J’avais hurlé pendant des jours, hurlé sans pouvoir m’arrêter, hurlé en silence, hurlé en moi, et tout s’était déchiré. Je le sais aujourd’hui. J’étais dévastée de l’intérieur.

 

J’avais aimé son amour. C’était cela qui m’avait tenue en vie. Sa brûlure. Son rire ! Oh, son rire !...

 

Du haut de la falaise j’avais hurlé, bien après. Non. Il fallait ne pas avoir vu. Non. J’avais vu dans le bunker. Non. Les yeux. Non ! Je les avais vus. Non ! Je n’avais pas voulu entrer, mais je les avais vus presque tout de suite. Les yeux vides. Non.

 

Il a dit à un moment : « Cela n’est pas réel ». C’était pour me sauver. C’était à l’hôtel. Un hôtel à Venise je crois. Il l’avait dit pour me sauver du bunker. Parce que, à ce moment là, j’avais cessé de hurler. En moi il y avait le silence. Le silence et le désert.

 

Je me souviens, à Ménilmontant, je me souviens de la lumière du soleil à travers les dentelles du rideau, les dentelles blanches. Nous étions calmes, heureux. C’était peut-être la première fois que nous étions ensemble. C’était au tout début. Avant la Normandie. Avant le bunker.
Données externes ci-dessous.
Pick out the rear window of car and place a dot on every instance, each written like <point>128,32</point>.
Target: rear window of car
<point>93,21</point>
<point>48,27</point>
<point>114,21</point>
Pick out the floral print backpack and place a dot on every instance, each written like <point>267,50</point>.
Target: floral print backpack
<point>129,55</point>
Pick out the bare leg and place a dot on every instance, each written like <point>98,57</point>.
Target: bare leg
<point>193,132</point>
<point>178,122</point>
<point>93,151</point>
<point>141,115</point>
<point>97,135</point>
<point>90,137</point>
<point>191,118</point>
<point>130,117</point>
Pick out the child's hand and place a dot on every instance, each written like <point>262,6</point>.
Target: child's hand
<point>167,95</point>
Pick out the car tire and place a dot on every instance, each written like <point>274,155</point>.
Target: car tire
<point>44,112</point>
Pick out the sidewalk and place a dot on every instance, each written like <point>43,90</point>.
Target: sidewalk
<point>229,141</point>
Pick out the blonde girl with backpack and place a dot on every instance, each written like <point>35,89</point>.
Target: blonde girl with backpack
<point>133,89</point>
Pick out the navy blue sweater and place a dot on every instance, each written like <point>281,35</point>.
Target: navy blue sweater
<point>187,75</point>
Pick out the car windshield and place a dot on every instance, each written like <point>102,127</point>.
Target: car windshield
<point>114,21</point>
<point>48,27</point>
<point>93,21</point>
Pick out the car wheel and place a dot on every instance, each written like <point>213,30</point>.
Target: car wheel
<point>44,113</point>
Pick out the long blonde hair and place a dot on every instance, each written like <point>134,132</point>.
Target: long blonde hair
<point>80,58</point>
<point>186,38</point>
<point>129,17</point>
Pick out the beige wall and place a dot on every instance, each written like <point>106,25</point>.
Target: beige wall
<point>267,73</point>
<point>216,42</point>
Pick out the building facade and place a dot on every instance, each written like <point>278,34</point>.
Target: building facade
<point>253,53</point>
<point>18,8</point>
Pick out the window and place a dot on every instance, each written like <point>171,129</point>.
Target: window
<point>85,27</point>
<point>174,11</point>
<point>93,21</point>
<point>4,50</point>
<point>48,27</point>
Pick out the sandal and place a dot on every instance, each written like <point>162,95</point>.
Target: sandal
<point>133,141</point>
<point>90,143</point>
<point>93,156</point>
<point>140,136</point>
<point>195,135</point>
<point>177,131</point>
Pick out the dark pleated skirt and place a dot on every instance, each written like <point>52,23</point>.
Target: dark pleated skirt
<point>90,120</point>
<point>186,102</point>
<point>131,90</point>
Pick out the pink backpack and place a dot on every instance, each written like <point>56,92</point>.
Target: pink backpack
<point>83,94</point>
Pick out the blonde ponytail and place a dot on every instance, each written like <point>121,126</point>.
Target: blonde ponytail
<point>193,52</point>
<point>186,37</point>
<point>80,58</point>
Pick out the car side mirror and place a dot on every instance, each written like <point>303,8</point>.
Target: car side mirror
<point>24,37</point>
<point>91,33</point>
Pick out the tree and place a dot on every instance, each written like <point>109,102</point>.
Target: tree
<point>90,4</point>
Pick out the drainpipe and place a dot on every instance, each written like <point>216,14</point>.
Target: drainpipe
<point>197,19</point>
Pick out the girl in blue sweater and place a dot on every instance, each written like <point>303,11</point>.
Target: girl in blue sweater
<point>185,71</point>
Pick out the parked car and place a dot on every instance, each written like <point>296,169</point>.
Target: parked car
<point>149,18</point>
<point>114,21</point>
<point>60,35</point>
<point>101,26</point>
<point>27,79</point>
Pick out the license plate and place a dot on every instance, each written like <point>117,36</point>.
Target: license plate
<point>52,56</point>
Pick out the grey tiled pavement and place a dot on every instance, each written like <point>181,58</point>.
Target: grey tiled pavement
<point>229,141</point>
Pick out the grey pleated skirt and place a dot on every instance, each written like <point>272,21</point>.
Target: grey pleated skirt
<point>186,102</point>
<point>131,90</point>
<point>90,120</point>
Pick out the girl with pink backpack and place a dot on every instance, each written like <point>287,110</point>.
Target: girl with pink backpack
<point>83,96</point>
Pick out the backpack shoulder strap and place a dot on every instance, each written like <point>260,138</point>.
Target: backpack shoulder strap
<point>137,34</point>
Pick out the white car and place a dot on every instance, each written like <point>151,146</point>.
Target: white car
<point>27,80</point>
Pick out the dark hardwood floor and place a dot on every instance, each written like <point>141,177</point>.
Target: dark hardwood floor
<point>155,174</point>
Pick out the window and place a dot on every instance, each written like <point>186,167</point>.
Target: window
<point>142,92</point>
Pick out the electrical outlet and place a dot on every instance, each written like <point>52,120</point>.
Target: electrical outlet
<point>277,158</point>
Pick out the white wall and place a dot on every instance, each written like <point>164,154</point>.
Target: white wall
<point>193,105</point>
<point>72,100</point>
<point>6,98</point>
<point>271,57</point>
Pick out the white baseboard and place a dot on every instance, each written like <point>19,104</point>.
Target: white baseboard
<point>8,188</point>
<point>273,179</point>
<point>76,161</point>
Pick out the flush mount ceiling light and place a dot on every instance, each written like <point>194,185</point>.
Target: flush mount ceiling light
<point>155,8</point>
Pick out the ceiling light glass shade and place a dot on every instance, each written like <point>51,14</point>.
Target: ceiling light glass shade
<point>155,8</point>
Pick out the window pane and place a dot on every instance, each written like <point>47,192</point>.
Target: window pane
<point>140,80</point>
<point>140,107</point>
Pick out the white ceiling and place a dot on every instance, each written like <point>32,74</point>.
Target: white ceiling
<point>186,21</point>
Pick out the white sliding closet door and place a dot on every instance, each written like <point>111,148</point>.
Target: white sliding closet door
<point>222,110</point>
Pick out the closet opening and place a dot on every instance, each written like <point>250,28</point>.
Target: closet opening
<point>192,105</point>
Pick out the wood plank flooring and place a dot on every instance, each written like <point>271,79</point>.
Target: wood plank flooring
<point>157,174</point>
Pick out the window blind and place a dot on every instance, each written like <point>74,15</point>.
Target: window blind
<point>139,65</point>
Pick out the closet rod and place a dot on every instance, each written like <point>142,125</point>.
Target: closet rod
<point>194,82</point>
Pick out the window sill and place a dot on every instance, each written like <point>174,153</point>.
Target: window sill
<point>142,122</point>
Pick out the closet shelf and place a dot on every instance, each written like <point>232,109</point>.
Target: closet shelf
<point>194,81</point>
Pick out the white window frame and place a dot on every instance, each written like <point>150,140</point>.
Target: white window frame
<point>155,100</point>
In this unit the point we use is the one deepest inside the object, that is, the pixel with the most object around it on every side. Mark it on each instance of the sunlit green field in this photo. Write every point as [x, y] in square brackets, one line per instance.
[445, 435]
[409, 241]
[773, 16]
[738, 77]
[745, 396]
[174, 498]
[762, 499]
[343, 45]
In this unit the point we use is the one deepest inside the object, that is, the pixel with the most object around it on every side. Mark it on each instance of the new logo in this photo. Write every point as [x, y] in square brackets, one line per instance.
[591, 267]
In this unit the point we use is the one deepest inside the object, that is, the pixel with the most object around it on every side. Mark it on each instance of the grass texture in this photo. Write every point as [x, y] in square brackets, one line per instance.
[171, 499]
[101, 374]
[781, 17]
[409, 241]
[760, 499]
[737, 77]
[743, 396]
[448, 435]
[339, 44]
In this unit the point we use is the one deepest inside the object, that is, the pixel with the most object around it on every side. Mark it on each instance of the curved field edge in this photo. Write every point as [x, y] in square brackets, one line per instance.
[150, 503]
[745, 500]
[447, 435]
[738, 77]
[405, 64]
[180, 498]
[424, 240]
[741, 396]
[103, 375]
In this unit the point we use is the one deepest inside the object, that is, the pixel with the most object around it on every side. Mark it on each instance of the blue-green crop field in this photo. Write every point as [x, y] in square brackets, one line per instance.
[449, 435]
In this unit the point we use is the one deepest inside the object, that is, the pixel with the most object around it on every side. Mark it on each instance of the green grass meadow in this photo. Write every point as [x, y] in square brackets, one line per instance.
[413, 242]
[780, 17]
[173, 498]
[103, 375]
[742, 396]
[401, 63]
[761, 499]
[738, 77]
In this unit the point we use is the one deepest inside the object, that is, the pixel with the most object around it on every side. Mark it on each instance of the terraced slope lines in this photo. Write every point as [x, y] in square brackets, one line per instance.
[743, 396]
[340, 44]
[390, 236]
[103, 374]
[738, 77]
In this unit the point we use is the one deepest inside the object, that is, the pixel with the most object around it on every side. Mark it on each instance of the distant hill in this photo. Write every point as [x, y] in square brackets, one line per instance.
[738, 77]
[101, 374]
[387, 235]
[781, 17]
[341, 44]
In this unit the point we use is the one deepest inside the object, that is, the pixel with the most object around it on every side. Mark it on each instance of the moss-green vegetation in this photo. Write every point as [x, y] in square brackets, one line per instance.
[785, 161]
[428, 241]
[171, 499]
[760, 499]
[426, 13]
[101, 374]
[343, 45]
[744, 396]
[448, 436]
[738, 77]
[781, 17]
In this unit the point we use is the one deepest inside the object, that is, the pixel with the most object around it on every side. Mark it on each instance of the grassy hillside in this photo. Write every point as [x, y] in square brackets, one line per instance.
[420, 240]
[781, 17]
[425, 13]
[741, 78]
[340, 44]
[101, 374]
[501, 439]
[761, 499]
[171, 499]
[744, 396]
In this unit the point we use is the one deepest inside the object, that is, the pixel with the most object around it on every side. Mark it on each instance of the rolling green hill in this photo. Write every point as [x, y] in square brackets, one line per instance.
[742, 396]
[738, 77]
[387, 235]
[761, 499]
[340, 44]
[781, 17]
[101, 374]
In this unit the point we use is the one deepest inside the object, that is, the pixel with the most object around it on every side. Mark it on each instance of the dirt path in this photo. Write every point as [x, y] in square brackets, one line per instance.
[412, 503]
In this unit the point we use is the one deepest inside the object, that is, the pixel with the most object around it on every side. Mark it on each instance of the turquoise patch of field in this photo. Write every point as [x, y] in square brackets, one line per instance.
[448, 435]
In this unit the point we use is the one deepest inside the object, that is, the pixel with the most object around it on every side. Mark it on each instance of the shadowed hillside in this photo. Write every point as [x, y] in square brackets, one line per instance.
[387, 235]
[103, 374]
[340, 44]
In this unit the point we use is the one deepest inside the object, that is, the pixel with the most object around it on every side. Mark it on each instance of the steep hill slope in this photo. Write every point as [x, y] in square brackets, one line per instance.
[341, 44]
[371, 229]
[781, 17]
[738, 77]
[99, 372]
Il y avait le soleil à travers le rideau, et j’ai pensé cela, que le soleil, c’était lui.

 

À Venise il m’avait fait mettre debout, au pied du lit. Il avait dit cela, « ce n’est pas réel ». Nous étions à l’hôtel, un palais sur le Grand Canal. J’étais debout et j’attendais. Il était malade. Il était toujours malade à Venise, toujours. C’était comme si, à chaque fois, il visitait la mort jaune, comme si elle s’insinuait en lui, par capillarité, la mort de Venise. Il me questionnait. Je ne savais pas si son questionnement était celui d’un homme qui cherchait, comme il le disait, son destin de mots, ou bien s’il était dû à la fièvre. Il me demandait, il exigeait. Je devais être à lui, à lui seul. Il me faisait promettre, promettre tout mon amour pour lui, mon amour démesuré. Je ne devais rien vouloir, rien. Je ne devrais rien demander, jamais. Rien qu’il ne veuille donner. Ce jour là, à Venise, j’avais promis. J’avais promis pour toujours.

 

Il disait « Je ne veux pas combattre le visage de la mort. » À ces moments là je me détournais.

 

Il y avait le bunker. Toujours. Toujours entre nous. Toujours les yeux vides, entre nous.

 

Dans la chambre claire il m’avait laissée seule et je m’étais perdue dans le miroir.